Compact rural community in Parry Sound District, Ontario, Canada

Dunchurch is a compact rural community in the Canadian province of Ontario, located in the municipality of Whitestone in Parry Sound District.

==History==
The community was first settled in late summer 1870 when Arthur Millin, arriving on The Great North Road (that had begun construction in 1867) from Parry Sound, claimed a homestead plot. In 1873, the community was given the name Newcombe. The first log schoolhouse, which doubled as a union church (a church available to multiple denominations), was erected in 1875 on land in the centre of the community. To avoid confusion with similarly named places in the province, in 1877 postmaster George Kelcey renamed the community after his birthplace in Warwickshire, England. Organizing for the founding of a Presbyterian church was first recorded in 1889, and a church building completed in 1897 as Knox Presbyterian Church. The building serves today as Knox United Church. The first public lending library opened in Dunchurch in 1973 in part of a portable classroom.

==Geography==
The community is on Whitestone Lake, which eventually flows to Georgian Bay on Lake Huron as part of the Magnetawan River system. Two narrows in the community, Dunchurch Narrows and Dunchurch Second Narrows — with a small basin in between —, separate the North Reach of Whitestone Lake from the Middle Reach.

===Climate===
The Meteorological Service of Canada had a measurement station (site ID: 6112133) at Dunchurch operating from 1973 to 2014.

==Government==
The offices of the Municipality of Whitestone are in Dunchurch. They were built for the then Township of Hagerman in 1997. The building also houses a branch of the Whitestone Fire department. Adjacent is the Whitestone and Area Nursing Station, managed by West Parry Sound Health Centre, where healthcare services are provided by a nurse practitioner.
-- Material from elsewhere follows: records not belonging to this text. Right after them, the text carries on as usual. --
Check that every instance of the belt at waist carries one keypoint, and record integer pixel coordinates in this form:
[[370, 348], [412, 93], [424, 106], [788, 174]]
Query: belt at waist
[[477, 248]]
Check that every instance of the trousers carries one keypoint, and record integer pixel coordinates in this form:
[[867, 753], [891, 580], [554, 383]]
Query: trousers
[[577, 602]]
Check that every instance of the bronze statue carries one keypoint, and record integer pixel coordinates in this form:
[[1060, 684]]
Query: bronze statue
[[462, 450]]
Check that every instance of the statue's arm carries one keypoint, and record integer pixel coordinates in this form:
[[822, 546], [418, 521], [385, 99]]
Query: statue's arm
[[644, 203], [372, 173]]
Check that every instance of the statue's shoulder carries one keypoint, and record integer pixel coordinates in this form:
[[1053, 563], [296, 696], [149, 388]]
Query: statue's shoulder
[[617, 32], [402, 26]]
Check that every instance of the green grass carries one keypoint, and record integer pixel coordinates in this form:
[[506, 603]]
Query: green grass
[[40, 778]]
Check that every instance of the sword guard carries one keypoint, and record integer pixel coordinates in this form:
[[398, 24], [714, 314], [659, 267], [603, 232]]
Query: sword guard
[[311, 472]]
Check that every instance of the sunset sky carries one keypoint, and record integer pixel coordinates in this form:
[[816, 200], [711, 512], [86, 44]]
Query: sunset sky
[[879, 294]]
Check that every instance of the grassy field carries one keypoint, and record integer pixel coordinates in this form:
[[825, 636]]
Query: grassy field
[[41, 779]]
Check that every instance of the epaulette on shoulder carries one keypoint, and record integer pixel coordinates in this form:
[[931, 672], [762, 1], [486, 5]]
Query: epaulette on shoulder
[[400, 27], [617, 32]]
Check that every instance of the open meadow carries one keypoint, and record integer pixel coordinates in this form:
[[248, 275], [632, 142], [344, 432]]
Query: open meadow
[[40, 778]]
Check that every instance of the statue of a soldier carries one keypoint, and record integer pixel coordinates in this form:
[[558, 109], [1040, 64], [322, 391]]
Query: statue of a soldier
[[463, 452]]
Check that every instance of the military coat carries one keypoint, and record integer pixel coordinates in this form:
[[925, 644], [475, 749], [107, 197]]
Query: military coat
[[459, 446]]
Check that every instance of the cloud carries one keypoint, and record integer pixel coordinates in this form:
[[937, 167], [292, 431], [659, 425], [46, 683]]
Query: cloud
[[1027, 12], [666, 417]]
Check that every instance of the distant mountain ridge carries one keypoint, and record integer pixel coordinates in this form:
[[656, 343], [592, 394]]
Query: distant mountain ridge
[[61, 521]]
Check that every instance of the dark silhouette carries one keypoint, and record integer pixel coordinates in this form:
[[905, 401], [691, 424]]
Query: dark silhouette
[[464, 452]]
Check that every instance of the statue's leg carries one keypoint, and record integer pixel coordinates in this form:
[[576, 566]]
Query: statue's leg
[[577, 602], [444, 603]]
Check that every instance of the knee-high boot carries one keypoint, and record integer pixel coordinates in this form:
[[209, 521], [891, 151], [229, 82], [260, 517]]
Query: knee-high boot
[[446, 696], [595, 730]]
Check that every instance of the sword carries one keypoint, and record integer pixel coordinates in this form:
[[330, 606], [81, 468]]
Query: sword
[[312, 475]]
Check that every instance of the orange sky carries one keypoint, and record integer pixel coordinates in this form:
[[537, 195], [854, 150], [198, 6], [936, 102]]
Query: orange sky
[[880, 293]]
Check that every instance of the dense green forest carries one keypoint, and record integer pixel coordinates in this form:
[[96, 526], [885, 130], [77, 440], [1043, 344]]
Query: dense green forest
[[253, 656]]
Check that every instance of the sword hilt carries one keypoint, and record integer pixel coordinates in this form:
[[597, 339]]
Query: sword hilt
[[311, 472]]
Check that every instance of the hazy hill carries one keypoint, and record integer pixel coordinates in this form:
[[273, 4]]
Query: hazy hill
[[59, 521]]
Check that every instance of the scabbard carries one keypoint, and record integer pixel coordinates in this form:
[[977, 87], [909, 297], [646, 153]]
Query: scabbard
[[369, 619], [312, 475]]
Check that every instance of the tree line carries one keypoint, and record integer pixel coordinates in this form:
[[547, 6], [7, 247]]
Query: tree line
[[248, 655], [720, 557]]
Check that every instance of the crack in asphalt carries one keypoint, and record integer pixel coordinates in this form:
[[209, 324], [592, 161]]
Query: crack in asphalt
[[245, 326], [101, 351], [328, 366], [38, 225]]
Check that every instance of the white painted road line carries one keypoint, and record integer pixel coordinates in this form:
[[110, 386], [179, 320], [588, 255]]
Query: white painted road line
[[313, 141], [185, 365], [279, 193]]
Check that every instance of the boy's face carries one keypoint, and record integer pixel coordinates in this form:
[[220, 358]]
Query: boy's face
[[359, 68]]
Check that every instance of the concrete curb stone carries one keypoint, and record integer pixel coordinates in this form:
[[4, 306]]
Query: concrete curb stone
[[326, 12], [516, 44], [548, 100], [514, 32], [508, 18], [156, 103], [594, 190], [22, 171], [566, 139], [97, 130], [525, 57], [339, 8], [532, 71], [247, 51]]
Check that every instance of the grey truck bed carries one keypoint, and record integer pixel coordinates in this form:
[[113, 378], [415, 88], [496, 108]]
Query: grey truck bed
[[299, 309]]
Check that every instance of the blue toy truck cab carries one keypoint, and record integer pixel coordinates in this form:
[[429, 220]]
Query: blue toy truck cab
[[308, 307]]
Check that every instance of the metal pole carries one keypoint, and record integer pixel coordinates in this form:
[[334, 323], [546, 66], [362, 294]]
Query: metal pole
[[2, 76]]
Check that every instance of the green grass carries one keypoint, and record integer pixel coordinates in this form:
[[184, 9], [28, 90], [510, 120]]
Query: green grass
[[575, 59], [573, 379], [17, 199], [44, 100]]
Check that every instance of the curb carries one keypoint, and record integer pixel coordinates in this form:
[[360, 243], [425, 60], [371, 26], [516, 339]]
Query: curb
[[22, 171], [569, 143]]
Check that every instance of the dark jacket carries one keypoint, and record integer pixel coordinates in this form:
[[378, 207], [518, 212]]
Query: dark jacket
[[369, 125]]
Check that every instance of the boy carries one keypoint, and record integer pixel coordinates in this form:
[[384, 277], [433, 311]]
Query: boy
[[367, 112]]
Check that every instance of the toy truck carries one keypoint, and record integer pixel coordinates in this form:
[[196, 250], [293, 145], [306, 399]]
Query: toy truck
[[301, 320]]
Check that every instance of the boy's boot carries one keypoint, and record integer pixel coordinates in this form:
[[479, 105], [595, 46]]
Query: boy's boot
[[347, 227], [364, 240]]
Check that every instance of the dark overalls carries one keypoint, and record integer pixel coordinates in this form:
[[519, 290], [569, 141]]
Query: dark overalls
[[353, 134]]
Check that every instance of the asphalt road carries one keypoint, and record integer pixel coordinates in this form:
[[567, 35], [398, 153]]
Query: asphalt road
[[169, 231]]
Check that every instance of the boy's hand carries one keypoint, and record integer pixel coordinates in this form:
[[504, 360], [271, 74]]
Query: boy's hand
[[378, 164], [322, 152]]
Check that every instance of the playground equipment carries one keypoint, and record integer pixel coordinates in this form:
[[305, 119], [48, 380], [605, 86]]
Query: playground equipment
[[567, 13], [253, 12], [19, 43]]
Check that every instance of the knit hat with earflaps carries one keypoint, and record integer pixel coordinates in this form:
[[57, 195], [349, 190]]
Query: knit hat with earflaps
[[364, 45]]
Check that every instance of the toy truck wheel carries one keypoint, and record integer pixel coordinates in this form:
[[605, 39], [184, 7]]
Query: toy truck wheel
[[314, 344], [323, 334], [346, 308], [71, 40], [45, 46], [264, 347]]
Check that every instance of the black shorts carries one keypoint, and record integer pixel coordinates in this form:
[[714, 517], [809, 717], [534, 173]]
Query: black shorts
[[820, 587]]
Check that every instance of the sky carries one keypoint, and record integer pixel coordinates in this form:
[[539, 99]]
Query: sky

The community is the site of one of two waste management facilities in Whitestone.

==Transportation==
Dunchurch is on Ontario Highway 124 and on Ontario Highway 520.

==Education==
Whitestone Lake Public School (JK–8) is operated by the Near North District School Board.

The Whitestone Public Library is located in Dunchurch. As of January 2021, the facility is closed for renovation and expansion, which will include the addition of two meeting rooms and a conference room.